Wednesday 6 July 2011

Why is expanding consumer protection in microfinance important? Mary's Story

In Kenya, there are millions of microcredit borrowers, many of whom are poor, uneducated women running their own businesses to support a better life for their children. Even though microfinance programs are no doubt well intentioned, unethical and marginalizing practices are commonly used. Just as high suicide rates among microcredit borrowers in India are linked to increased stress from the combined use of high interest rates with short payment cycles, over-indebtedness, and the application of high pressure repayment tactics by microcredit lenders, Kenya has the potential to witness such travesties if action is not taken. 

While working to create a microcredit program within several rural communities in Kenya during the summer of 2010 and winter of 2011, I learned of the many challenges of women microcredit borrowers. It was one borrower, Mary who taught me the repercussions that unethical microcredit practices can have on the lives of borrowers.

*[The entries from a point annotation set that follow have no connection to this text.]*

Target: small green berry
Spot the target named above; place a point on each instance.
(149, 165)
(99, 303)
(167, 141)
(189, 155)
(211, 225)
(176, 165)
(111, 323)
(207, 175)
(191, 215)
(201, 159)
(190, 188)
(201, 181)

Mary runs a tailoring business out of her home in a small village in Kenya with one sewing machine working to pay for her children’s education with the hope that they may have a life with better economic prospects than her own.  Mary took a microcredit loan to purchase materials for her business.   However, one month after enrolling in the microcredit program, Mary became very ill and required extensive medical treatment. With medical bills climbing and her inability to work due to illness, Mary began losing clients.  Soon afterward her business failed. 

Despite these hardships, Mary continued to make regular payments on her loan. When I asked her why she did not postpone her payments, an option explicitly included in her contract in case of financial emergency, she stated that she thought she had to honor the contract that she signed. She wanted to avoid the various repercussions that other women borrowers she knew experienced when they defaulted on their microcredit loans, including social tension, physical abuse from husbands, loss of friends, and loss of household items.  

Based on my knowledge, I still ask myself why the microcredit staff did not protect their client and participant by deferring her payments and why Mary did not enforce her contractual rights as a participant in this program. I describe Mary’s story because it is illustrative of a serious problem in the provision of microcredit in Kenya. There exists a great deficiency in the realm of consumer education and legal protection for microcredit borrowers that results in the marginalization of women.